El diagnóstico del síndrome de disfunción cognitiva presenta numerosos desafíos en la práctica clínica y actualmente no existen protocolos de diagnóstico estandarizados aceptados internacionalmente. El CDS es esencialmente un diagnóstico de exclusión, que requiere que los veterinarios descarten primero otras afecciones que podrían causar síntomas similares, incluida la reducción de la actividad inducida por la artritis, el deterioro sensorial (pérdida de visión y audición), los efectos secundarios de los medicamentos, la disfunción tiroidea, el dolor crónico y otras enfermedades de los sistemas orgánicos. Un estudio de encuesta realizado en 2025 recopiló 318 respuestas a cuestionarios de veterinarios en los Estados Unidos, lo que reveló que los médicos carecen de pautas unificadas para diagnosticar y manejar el CDS.
El proceso de diagnóstico suele requerir múltiples visitas y observación a largo plazo, ya que los cambios en la función cognitiva suelen ser graduales. Una sola visita al consultorio rara vez permite un diagnóstico definitivo; generalmente, se necesitan dos o tres citas de seguimiento para establecer un juicio clínico confiable. A lo largo de este proceso, la anamnesis detallada es crucial, y los veterinarios deben preguntar sistemáticamente sobre la presentación de la mascota en todas las categorías de síntomas de DISHA. El uso de herramientas de evaluación estandarizadas, como la Escala de Demencia Canina (CADES), puede ayudar a cuantificar la gravedad de los síntomas y realizar un seguimiento de la progresión de la enfermedad. Lamentablemente, todavía se está desarrollando una herramienta de evaluación similar para gatos, llamada SeniCat.

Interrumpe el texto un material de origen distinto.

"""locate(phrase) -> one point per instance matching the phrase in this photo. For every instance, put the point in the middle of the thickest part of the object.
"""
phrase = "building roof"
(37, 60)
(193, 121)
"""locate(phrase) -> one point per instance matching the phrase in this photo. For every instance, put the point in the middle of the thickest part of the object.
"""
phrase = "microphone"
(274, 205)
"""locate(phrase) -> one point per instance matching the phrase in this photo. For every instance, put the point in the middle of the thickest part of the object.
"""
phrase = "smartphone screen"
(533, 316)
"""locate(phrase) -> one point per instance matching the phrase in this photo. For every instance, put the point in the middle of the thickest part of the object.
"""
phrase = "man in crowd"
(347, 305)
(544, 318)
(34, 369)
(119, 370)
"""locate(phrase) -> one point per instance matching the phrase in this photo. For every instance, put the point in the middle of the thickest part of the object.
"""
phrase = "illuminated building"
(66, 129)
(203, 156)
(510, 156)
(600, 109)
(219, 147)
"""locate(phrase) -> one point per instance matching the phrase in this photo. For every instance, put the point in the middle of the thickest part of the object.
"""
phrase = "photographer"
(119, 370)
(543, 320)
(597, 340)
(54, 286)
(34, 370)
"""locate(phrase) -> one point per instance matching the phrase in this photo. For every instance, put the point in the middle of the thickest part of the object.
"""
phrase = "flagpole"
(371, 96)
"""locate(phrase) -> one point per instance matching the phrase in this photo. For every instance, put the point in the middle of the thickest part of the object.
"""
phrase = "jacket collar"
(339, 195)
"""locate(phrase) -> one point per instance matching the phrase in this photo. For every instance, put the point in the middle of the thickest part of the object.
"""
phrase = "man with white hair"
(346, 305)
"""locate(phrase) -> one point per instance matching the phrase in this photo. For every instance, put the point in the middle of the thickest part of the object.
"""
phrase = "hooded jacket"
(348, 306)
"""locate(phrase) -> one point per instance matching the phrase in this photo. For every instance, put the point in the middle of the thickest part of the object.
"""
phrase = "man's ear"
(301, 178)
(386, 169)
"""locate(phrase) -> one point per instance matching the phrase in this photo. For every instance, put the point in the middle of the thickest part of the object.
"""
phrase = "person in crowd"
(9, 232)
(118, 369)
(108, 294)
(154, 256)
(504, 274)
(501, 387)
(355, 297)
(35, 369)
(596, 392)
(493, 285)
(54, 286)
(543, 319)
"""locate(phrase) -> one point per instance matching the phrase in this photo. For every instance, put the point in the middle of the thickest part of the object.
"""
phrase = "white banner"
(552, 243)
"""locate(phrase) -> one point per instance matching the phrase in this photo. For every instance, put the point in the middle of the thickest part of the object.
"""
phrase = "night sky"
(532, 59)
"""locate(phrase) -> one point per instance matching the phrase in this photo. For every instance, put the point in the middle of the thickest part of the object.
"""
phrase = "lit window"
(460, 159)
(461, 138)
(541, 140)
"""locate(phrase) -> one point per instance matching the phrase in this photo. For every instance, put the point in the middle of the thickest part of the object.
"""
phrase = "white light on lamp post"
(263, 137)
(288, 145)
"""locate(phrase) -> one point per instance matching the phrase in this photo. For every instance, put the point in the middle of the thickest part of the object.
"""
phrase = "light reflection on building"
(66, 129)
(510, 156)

Distinguir entre envejecimiento normal y disfunción cognitiva patológica es otro desafío diagnóstico. Las mascotas que envejecen normalmente pueden mostrar una actividad ligeramente reducida, una duración ligeramente mayor del sueño, respuestas algo más lentas y una menor adaptabilidad a nuevos entornos, pero estos cambios suelen ser sutiles y graduales. Por el contrario, los pacientes con disfunción cognitiva experimentan cambios significativos en los patrones de actividad, una inversión completa del ciclo del sueño, una falta total de respuesta a las cosas familiares y se pierden por completo en entornos familiares. Cuando los cuidadores de mascotas informan descripciones como "parece que mi mascota ya no me reconoce" o "parece que no saben dónde está", se debe sospechar altamente de disfunción cognitiva. Los formularios de evaluación de la calidad de vida y los registros del estado cognitivo pueden ayudar a los cuidadores de mascotas a documentar y rastrear sistemáticamente estos cambios, proporcionando información valiosa para el diagnóstico.